A veces asistimos al inicio de algo y no somos conscientes, hasta que pasa el tiempo y recordamos aquel momento, colocándolo al inicio de un relato que construimos. Al comienzo no sabemos que estamos al comienzo.
La primera cocina que improvisó No Name Kitchen, según nos contaba Bruno, uno de sus fundadores, antes de la proyección de Klondike fue en un edificio abandonado en Belgrado (Serbia). Pretendía “simplemente” dar comida caliente a decenas de personas abandonadas a su suerte, a menos quince grados, en su camino hacia una vida de supuesto refugio. Seis años después centenares de voluntarios son coordinados por esta ONG que trabaja en cinco países distintos asistiendo a personas en movimiento sin importar su pasaporte o condición.
Klondike nos lleva a un viaje de inadaptación, de imposible naturalización de la vida entre las ruinas.
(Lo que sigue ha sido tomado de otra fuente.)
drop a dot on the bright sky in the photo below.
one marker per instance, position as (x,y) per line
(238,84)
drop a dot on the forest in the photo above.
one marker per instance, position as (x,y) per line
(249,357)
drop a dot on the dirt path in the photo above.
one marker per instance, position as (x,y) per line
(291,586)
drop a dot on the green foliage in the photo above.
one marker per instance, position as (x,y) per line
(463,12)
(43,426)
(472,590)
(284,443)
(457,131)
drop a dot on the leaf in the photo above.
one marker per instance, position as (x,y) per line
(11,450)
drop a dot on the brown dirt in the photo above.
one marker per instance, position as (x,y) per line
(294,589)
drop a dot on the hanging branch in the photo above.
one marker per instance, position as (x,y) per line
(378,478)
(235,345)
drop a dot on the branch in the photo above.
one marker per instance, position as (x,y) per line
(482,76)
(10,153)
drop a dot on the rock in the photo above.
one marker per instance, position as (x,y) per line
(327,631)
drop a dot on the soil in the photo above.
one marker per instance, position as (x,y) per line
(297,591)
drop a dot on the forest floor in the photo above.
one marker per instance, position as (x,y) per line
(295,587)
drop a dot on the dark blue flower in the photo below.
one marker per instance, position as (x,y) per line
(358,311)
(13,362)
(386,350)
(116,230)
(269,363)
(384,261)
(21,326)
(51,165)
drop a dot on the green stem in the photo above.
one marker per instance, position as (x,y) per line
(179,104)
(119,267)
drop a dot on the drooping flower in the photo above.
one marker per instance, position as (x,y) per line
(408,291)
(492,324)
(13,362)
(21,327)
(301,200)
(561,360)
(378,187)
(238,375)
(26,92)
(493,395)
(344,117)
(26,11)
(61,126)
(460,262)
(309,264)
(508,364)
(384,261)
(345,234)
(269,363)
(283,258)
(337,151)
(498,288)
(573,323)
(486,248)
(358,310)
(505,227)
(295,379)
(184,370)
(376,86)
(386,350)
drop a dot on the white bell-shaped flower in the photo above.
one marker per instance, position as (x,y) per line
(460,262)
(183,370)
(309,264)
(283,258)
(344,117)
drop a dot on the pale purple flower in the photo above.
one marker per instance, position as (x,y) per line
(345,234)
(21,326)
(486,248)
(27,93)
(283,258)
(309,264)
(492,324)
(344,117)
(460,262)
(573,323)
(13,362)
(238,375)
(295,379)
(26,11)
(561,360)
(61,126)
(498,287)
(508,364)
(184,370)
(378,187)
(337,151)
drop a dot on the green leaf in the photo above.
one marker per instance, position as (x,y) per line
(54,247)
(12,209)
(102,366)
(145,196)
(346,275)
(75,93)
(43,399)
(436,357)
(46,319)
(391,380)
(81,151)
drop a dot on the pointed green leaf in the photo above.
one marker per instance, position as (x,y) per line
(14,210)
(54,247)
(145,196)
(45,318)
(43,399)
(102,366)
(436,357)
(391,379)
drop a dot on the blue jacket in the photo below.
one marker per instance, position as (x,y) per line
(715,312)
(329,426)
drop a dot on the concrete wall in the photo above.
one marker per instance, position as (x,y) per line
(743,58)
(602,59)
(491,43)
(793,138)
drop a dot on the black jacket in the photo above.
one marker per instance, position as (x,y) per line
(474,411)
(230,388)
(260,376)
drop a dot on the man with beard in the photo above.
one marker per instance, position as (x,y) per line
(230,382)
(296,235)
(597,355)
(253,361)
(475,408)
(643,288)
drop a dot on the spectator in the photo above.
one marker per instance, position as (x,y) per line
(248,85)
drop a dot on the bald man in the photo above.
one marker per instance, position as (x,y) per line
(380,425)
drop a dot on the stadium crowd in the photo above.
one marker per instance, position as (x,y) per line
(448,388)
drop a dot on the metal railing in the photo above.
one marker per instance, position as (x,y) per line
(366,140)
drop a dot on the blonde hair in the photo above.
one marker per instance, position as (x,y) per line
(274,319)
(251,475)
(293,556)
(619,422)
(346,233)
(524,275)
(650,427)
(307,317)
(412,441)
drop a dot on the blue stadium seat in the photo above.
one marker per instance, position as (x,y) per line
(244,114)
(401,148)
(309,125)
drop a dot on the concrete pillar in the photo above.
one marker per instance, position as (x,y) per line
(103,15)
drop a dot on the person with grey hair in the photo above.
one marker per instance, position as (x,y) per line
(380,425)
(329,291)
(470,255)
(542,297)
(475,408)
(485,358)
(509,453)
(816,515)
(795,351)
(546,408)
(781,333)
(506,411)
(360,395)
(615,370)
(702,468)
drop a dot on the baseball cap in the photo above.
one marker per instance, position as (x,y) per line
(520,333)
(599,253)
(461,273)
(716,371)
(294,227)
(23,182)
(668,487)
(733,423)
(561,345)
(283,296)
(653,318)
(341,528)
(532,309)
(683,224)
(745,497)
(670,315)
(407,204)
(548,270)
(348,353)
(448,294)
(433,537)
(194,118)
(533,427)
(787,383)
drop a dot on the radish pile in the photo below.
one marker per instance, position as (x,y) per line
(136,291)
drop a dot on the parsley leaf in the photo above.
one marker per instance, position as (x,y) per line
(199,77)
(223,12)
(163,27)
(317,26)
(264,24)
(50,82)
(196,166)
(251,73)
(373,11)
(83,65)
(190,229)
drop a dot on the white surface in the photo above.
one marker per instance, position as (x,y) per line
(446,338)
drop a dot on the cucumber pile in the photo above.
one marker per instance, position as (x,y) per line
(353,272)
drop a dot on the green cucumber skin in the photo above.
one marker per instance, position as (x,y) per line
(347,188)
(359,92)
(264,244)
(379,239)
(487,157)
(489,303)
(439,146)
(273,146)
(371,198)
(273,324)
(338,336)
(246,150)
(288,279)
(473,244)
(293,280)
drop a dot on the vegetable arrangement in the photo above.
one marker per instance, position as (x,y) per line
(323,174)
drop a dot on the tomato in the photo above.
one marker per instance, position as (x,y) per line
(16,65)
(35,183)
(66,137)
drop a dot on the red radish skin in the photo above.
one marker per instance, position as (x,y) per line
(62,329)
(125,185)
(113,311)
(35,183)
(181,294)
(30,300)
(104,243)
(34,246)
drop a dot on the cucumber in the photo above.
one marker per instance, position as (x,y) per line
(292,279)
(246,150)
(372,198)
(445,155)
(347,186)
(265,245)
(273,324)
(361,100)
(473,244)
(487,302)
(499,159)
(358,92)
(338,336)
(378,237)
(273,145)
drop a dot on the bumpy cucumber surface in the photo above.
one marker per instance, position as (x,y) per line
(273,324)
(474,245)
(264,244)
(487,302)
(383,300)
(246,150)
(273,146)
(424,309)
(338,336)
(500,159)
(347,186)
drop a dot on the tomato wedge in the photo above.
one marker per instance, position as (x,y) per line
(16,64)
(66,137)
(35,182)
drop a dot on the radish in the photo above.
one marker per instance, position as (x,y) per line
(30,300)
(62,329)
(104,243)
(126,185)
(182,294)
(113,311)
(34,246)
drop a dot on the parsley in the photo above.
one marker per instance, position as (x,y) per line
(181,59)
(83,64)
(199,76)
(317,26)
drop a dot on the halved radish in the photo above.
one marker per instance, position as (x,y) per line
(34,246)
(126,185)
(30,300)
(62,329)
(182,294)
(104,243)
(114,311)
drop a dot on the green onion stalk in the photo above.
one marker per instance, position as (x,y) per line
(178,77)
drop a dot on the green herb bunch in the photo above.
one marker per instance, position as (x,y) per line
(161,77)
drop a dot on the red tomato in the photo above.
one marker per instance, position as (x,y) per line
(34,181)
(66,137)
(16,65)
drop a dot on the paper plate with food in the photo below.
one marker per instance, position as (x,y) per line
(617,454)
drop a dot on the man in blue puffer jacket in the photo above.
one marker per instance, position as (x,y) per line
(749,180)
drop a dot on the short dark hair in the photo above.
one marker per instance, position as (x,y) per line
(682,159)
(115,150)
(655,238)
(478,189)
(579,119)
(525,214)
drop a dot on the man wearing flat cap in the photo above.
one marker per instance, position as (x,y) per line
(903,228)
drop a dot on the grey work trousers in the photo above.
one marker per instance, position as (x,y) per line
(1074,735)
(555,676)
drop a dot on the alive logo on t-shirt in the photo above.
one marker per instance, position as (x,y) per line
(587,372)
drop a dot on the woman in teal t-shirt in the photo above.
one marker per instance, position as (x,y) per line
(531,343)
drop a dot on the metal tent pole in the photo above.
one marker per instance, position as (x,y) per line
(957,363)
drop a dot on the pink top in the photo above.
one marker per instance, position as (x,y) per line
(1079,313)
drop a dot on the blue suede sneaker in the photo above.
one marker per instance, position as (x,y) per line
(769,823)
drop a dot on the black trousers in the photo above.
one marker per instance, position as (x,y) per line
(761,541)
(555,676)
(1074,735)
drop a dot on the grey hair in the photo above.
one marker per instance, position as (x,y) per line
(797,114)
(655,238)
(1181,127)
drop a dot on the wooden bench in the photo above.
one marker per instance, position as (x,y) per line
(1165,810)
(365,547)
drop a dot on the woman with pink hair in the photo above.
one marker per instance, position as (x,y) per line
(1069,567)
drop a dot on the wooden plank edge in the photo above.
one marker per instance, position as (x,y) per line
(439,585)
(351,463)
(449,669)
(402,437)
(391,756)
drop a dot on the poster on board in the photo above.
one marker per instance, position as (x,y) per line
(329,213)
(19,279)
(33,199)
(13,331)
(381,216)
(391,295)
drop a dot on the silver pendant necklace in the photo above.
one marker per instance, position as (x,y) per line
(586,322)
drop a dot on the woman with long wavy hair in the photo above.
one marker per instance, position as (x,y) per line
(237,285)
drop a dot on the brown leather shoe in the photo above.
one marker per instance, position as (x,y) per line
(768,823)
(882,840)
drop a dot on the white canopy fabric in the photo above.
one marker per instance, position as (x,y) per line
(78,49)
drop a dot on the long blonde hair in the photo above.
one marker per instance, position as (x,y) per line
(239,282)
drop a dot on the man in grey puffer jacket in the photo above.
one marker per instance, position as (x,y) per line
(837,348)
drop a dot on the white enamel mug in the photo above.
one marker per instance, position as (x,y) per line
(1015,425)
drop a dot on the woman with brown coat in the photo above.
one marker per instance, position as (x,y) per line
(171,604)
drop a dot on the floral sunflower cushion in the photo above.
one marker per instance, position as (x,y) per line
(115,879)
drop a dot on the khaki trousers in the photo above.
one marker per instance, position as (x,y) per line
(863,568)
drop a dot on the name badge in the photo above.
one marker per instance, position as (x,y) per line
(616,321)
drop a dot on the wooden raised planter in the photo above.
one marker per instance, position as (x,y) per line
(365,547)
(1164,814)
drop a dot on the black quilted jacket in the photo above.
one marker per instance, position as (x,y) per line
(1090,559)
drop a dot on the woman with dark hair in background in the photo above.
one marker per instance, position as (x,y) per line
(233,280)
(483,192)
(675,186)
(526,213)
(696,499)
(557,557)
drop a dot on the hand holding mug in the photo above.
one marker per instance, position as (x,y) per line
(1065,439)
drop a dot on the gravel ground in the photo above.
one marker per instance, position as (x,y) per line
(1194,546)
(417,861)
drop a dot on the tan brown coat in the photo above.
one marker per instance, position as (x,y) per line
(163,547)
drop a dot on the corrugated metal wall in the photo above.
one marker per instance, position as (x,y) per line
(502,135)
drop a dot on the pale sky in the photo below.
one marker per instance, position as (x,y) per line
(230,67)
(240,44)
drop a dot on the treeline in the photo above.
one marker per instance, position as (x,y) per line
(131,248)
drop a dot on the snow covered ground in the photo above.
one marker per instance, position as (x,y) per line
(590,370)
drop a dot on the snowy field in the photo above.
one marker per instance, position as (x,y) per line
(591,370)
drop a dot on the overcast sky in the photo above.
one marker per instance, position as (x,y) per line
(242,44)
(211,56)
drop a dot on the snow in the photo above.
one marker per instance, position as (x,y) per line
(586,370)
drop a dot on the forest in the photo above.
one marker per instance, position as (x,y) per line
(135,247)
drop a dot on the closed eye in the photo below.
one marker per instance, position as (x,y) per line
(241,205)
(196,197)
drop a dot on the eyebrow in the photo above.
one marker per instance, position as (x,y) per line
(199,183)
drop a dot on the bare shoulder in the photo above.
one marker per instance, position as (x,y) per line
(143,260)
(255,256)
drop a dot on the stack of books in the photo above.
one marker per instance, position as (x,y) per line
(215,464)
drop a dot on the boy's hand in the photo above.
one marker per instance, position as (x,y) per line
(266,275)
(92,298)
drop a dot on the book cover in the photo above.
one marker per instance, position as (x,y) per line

El inicio de Klondike parece una conversación de pareja rutinaria acerca de las reformas en casa, una nueva ventana, una posible mejora en el tejado. Les escuchamos sin saberles aterrorizados. Pareja primeriza a la espera de un bebé, el miedo parece más que comprensible, pero si las bombas comienzan a destruir la casa al mismo tiempo que las contracciones amenazan, la realidad se vuelve tan terrorífica que preferiríamos pensar que estamos en una ficción surrealista y no en los inicios de una guerra. Una guerra que comenzó entre la frontera de Ucrania y Rusia cuando nadie miraba hacia ella. En 2014 ya nacían niñes bajo las bombas, ya se estrellaban aviones a causa de misiles perdidos. La sinrazón de la guerra ya creaba monstruos y monstruosas situaciones como las que casi doscientas personas visionaron ayer lunes 22 de enero, en el Teatro Filarmónica de Uviéu, gracias al trabajo de la directora Maryna Er Gorbach.
Klondike nos lleva a un viaje de inadaptación, de imposible naturalización de la vida entre las ruinas, las casas sin tejado, las paredes que faltan mientras la violencia lo inunda todo. El final de la película, absolutamente inverosímil, nos lleva a unos títulos de crédito que nos recuerdan que todo lo que acabamos de ver está basado en la realidad.
Los finales a veces no consiguen serlo porque regresar a casa, con la información recibida, sabiendo que esta guerra late viva matando tanto, no consuela a nadie. La única noticia que anhelamos de Ucrania es el final de esta estúpida, como todas, guerra.
A pesar de que el trabajo de No Name Kitchen es imprescindible por su humanismo logístico también desearíamos su final en un mundo donde no fuera necesario. Mientras tanto nos queda apoyarles y admirarles para seguir promoviendo el cambio.